Advanced Share Registry Limited

10/30/2020 | Press release | Distributed by Public on 10/30/2020 03:04

Market News 30 Oct 2020

Seven point four per cent growth GDP for the fourth quarter, good earnings anticipated from large tech and fewer jobless claims data, conspired to deliver a bounce on major indices overnight. While stimulus to the Street was flowing, consumer spending rocketed 40.7% annualised, which doubled the post-World War Two record. The U.S. economy expanded at a record 33.1% annualised pace, for the third quarter. However, the latest Covid surge is already tempering consumer behaviour, so other factors took the lead to bring favour back to equities Thursday night.

Unemployment benefit applications for the latest week hit lows not seen since mid-March, down 40 000 from the previous week and the fourth decline in five months. The total number of people receiving benefits from state or federal plans still stands at 22.7 million, with 11 million of them pandemic induced.
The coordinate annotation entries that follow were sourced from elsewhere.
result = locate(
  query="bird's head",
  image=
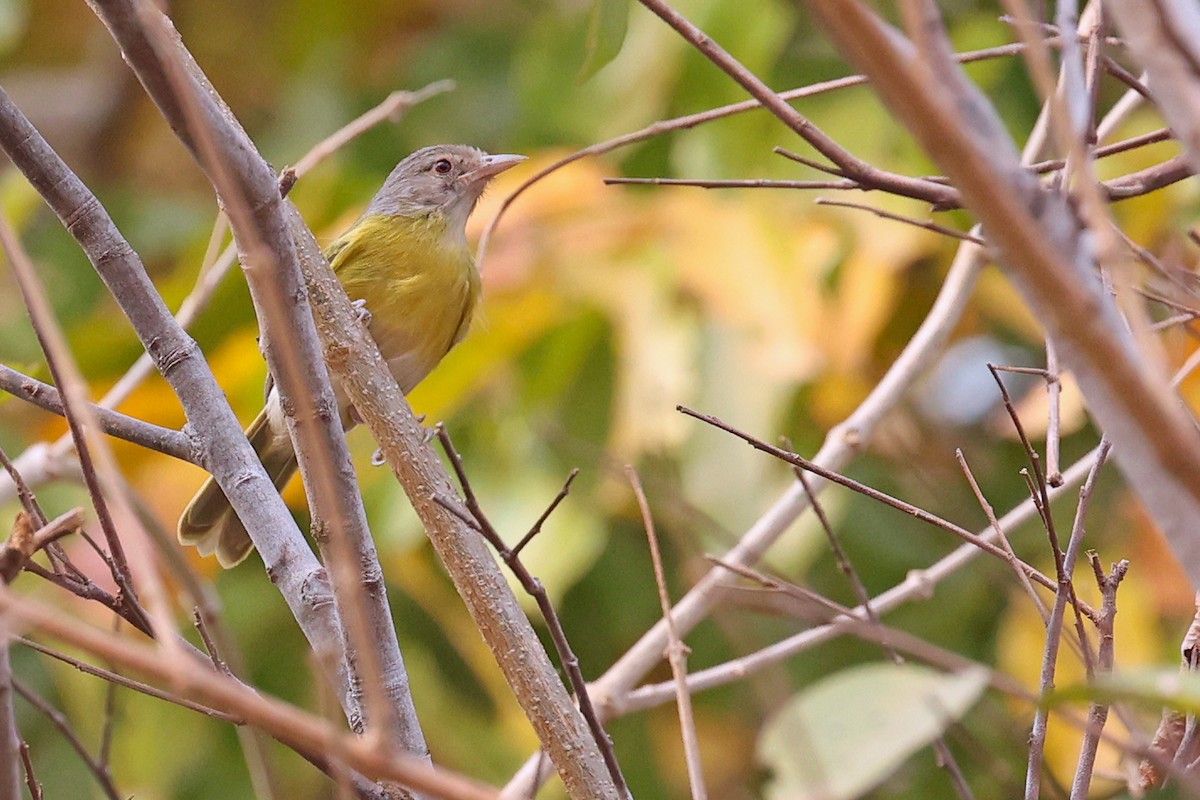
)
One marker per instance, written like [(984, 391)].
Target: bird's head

Another round of layoffs from the pandemic-vulnerable services industry will impact soon as rising infections are already impeding consumer mobility.

Also, on the rise, the U.S. dollar despite an expected Biden/Stimulus win usually pressuring it, and Trump promising 'a very big package' of the stimulus should he win. As the Euro weakens in concert with strict and widespread lockdowns and flu season still a month away, national lockdowns are on the cards if current transmission trends are taken seriously. Of concern, one of the continents few Mega Pharmaceutical companies, Pfizer, who has fast-tracked a vaccine program, still hasn't released data from late-stage trials. The company also reported a 4.3% drop in third-quarter sales as demand for some of its pain treatments declined due to the pandemic.
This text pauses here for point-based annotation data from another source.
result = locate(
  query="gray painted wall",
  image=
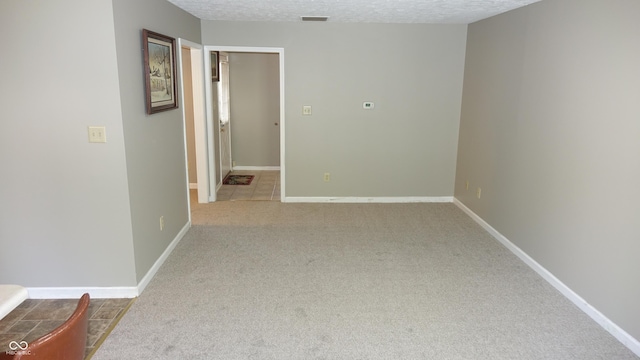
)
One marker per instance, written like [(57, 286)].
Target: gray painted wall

The S&P 500 rose 2%, but global equities could still have the worst weekly decline since March. Facebooks reported $US21.5 billion in revenue for Q3, beat Wall Street's expectations for $US19.8 billion, and its daily active user base grew to 1.82 billion, up 12%. Alphabet also crushed the Street with earnings/share at $16.40 vs $11.29 expected. Revenue arrived at $46.17 billion vs $42.90 estimated by analysts. Exxon Mobil, on the other hand, is expected to cut 15 per cent from its global workforce.
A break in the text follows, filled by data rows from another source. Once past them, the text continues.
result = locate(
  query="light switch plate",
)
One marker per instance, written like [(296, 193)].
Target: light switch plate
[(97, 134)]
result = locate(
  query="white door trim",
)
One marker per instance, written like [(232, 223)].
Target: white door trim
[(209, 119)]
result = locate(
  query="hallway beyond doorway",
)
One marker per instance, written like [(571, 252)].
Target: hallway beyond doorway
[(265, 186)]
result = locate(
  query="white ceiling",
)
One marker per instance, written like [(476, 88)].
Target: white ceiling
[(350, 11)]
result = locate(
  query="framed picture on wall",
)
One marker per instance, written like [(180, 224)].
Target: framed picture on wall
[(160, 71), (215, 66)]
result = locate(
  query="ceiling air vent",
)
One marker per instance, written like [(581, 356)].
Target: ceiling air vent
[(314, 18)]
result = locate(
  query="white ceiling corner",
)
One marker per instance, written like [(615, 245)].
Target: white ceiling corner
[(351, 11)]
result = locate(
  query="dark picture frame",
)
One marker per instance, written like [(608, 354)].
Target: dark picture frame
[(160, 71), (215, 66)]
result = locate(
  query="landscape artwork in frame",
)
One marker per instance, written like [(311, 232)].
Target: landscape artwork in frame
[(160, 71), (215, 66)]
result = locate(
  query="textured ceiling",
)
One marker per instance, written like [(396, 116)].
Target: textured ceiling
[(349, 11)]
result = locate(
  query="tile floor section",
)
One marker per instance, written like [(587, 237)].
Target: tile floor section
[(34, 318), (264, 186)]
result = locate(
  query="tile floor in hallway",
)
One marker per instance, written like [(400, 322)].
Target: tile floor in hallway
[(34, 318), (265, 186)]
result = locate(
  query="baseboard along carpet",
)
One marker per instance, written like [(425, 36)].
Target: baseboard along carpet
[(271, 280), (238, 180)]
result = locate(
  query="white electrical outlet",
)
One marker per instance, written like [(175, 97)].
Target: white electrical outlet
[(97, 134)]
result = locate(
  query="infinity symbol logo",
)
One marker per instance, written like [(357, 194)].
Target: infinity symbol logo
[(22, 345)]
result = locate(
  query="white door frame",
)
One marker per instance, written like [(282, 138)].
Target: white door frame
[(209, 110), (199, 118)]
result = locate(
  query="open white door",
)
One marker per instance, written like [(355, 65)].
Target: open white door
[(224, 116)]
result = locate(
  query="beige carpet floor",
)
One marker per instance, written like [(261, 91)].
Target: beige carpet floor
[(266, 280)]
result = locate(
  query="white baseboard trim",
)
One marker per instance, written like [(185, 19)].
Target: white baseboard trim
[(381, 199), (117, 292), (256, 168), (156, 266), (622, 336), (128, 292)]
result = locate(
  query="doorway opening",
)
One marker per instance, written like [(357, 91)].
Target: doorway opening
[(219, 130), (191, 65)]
Dow Jones 26659.11 +139.16 +0.5%
US S&P500 3310.11 +39.08 +1.2%
US Nasdaq 11185.59 +180.725 +1.6%
UK FTSE 5581.75 -1.05 0%
German Dax 11598.07 +37.56 +0.3%
Gold Futures ($US/oz) 1868.00 -11.20 -0.6%
Spot Iron Ore ($US/t) 116.25 -0.70 -0.6%

Surprisingly, Europe's STOXX 600 index fell just 0.1% despite Germany and France preparing restrictions nearing last spring's blanket lockdown efforts. COVID-19 deaths across the continent rose almost 40% in a week. Banks are still undershooting estimates for earnings as Credit Suisse net profits for the third quarter fell 38%. An oiler made some rare gains this week as Royal Dutch Shell rose 4.1%. It has reinstated its commitment to increasing shareholder payouts after cutting the payment for the first time since 1945. Our markets are off and jogging after the 97-point defeat Thursday, adding 11 points so far. September data for private sector credit and third quarter producer price index emerges today.